The medical liability insurance situation has been simmering for a long time now, and recent events occurring up here in Albany threaten to cause the matter to boil over into a big mess in the upcoming months. While medical liability carriers seek to promote legislation calling for a new methodology of financial oversight, better tailored to the highly particularized needs and obligations of their insurance product, New York's doctors and trial lawyers have been on the move developing legislation of their own that would radically change settlement procedures on malpractice cases in court and shift some of the costs of liability insurance charged to physicians back to the insurance industry itself.

This brewing conflict threatens to make an upcoming hearing on medical malpractice insurance scheduled by the Senate Standing Committees on Health and Insurance a veritable "cage match", pitting some of New York's most powerful interests against each other.

The problem is an old one in Albany, dating back to the medical liability insurance crisis of 1986. The insurer's need to request an adequate rate to allow them to operate their business and remain solvent enough to pay ever-increasing medical liability awards is juxtaposed against the need of physicians to keep their medical liability insurance costs at a reasonable level. The New York Insurance Department is caught in the middle with the power to review and approve rate requests and to oversee the operation of the Medical Malpractice Insurance Pool (MMIP). The result over time has been a system in which insurers believe the rate they are allowed to charge is inadequate and physicians believe that their rates have become prohibitively high. Both physicians and insurers complain that trial lawyers have abused the legal system bringing too many unnecessary malpractice suits, clogging up the system and increasing costs. Insurers also assert that the all-important MMIP, the risk pool of the system, is underfunded for several recent years.
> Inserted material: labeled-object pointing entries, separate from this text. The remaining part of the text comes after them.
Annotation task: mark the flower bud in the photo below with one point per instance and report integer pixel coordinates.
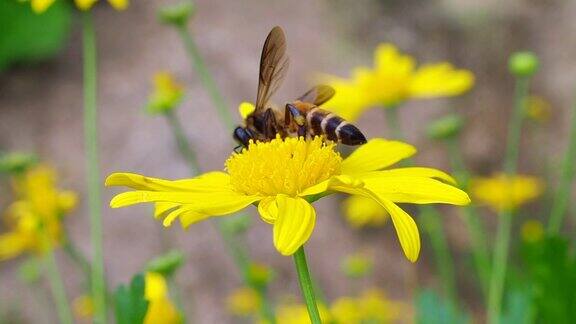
(523, 64)
(166, 264)
(177, 14)
(445, 127)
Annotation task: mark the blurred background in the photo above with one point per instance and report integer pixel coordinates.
(41, 112)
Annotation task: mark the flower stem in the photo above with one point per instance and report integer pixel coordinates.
(500, 258)
(91, 143)
(182, 141)
(477, 230)
(306, 285)
(562, 196)
(206, 78)
(431, 222)
(57, 288)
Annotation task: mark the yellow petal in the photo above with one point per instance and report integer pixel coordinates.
(416, 190)
(213, 203)
(268, 209)
(205, 182)
(245, 109)
(411, 172)
(375, 155)
(84, 4)
(39, 6)
(294, 224)
(440, 80)
(119, 4)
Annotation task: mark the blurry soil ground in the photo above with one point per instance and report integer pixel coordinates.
(41, 111)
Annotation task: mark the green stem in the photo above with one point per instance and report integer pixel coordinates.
(206, 78)
(57, 288)
(182, 141)
(92, 166)
(306, 285)
(500, 258)
(562, 196)
(431, 222)
(477, 230)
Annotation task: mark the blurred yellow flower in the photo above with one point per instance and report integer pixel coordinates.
(35, 218)
(243, 301)
(298, 314)
(501, 192)
(160, 307)
(532, 231)
(83, 307)
(393, 80)
(40, 6)
(537, 109)
(166, 95)
(283, 173)
(371, 306)
(361, 212)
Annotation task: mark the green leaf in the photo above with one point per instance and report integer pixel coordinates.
(433, 309)
(27, 37)
(130, 304)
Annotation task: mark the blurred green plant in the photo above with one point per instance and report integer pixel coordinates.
(28, 38)
(130, 304)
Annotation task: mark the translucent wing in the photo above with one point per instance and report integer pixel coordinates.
(318, 95)
(273, 66)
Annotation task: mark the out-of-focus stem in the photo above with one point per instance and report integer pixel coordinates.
(306, 285)
(475, 227)
(92, 166)
(500, 258)
(562, 196)
(206, 78)
(431, 222)
(57, 288)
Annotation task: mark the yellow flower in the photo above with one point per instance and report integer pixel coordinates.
(83, 307)
(532, 231)
(394, 79)
(243, 301)
(167, 94)
(501, 192)
(284, 175)
(160, 308)
(40, 6)
(298, 314)
(35, 218)
(538, 109)
(371, 306)
(361, 212)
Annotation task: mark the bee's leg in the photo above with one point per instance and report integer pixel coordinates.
(292, 113)
(270, 124)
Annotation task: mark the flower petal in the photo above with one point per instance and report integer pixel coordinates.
(268, 209)
(212, 203)
(294, 224)
(416, 190)
(412, 172)
(375, 155)
(201, 183)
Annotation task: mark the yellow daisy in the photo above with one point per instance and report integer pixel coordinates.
(502, 192)
(40, 6)
(35, 218)
(393, 80)
(285, 175)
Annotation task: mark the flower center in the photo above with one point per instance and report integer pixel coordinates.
(283, 166)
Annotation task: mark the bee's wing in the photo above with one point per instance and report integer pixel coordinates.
(318, 95)
(273, 66)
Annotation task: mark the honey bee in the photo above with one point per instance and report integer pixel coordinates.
(302, 117)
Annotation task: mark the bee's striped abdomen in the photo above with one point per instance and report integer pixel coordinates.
(335, 128)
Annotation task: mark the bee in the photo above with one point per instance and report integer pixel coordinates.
(302, 117)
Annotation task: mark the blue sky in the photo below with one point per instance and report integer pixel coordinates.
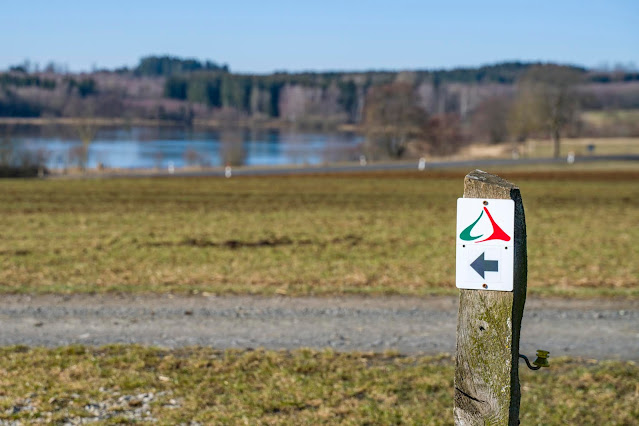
(262, 36)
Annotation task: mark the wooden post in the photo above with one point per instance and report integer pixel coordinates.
(488, 326)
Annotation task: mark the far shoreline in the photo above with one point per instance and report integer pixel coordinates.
(196, 123)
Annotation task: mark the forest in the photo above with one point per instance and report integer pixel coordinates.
(494, 103)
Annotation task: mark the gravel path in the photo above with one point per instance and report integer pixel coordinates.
(600, 329)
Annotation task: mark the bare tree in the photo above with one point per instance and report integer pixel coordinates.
(392, 117)
(547, 101)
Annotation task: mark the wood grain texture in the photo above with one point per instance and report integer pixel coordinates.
(488, 326)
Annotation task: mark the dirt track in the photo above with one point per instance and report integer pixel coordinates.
(600, 329)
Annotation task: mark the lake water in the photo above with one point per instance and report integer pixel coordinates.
(146, 147)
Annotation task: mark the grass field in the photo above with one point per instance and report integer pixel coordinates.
(579, 146)
(369, 234)
(125, 383)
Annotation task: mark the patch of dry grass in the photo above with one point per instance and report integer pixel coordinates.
(373, 234)
(126, 383)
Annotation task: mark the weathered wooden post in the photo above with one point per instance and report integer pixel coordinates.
(488, 324)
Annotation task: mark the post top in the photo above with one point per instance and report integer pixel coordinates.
(488, 178)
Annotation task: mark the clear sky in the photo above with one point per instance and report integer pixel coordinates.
(267, 35)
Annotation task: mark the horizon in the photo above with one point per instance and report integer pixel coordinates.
(257, 38)
(628, 67)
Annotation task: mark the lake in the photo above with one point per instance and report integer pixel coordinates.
(159, 147)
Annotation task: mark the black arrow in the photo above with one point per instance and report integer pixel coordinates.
(480, 265)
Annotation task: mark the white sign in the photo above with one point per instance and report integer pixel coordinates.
(485, 244)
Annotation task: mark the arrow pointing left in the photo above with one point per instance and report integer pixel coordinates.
(481, 265)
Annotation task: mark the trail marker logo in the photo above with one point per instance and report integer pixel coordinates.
(485, 244)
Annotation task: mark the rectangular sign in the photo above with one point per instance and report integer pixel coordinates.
(485, 244)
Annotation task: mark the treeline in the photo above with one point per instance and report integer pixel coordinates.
(186, 89)
(163, 66)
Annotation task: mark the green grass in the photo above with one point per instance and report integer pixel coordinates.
(300, 387)
(376, 234)
(579, 146)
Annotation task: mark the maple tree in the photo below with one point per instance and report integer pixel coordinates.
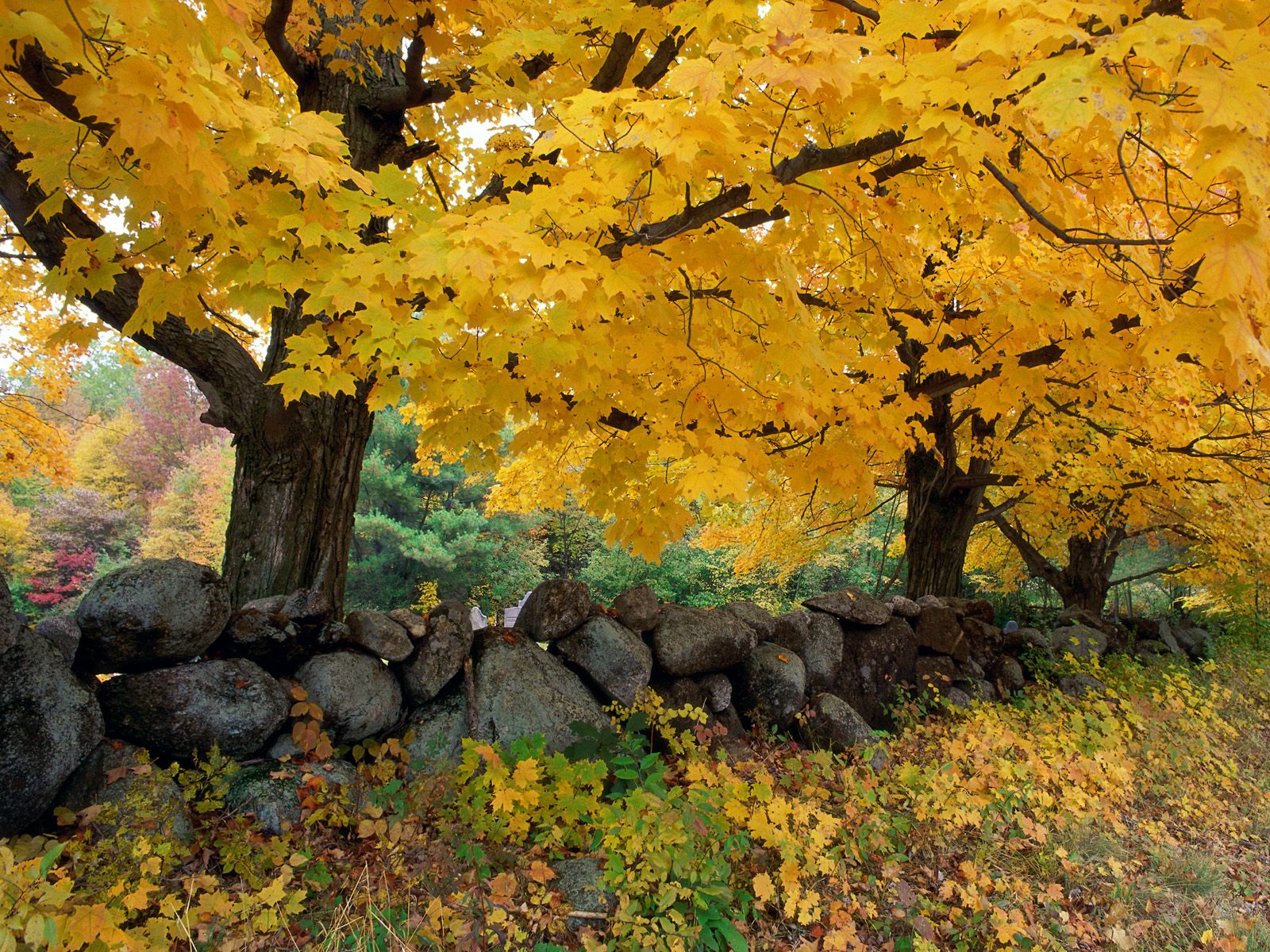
(713, 249)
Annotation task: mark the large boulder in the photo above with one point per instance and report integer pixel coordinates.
(1079, 640)
(851, 605)
(556, 608)
(120, 776)
(613, 655)
(772, 685)
(379, 635)
(698, 640)
(154, 612)
(177, 712)
(755, 616)
(64, 632)
(48, 724)
(440, 655)
(833, 724)
(638, 608)
(522, 691)
(876, 660)
(357, 693)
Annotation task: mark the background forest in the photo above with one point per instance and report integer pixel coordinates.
(145, 478)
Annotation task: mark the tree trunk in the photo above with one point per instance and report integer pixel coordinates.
(295, 493)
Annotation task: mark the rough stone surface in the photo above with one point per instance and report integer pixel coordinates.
(152, 612)
(874, 662)
(1079, 640)
(556, 608)
(903, 606)
(939, 630)
(177, 711)
(851, 605)
(772, 685)
(1080, 685)
(271, 793)
(414, 624)
(755, 616)
(522, 691)
(718, 692)
(50, 723)
(64, 632)
(638, 608)
(613, 655)
(698, 640)
(438, 729)
(440, 655)
(836, 725)
(114, 771)
(357, 693)
(379, 635)
(267, 639)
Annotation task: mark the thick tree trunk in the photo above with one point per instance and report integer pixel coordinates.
(295, 493)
In 2008 and 2009, the legislature passed a law prohibiting the Superintendent from increasing the premium level at the required time to allow enough time for the State and all of the interested parties to develop a solution that would resolve the conflicts in the system.

With the collapse of the Insurance and Health Department's task force in this area the various parties appear to be seeking individual solutions to the problem without resolving the needs of the other parties in the system. The most recent iteration of this trend is a piece of proposed legislation, purportedly drafted by the Medical Society of New York (MSNY) and the New York State Trial Lawyers (NYSTLA), in cooperation with the Governor's office, which could have profoundly negative effects on the insurance industry if passed.

The proposed legislation, which has been put in bill draft form by the legislative bill drafting commission, makes several changes to the civil practice rules dealing with medical malpractice legislation and includes several new measures designed to make liability insurance more affordable to physicians at the expense of all liability insurance policyholders.

The Proposed Legislation

I should note from the onset that the bill discussed herein has not been introduced by anyone in the legislature. Officially, it has not been made public and I'm not sure which draft I have been shown. The proposal may have changed subsequently. However, the essentials of the bill indicate that the State's physicians and trim lawyers have entered into somewhat of a "Faustiaff' pact in which each group agrees to support significant benefits to the other group, in return for joint support of the whole bill.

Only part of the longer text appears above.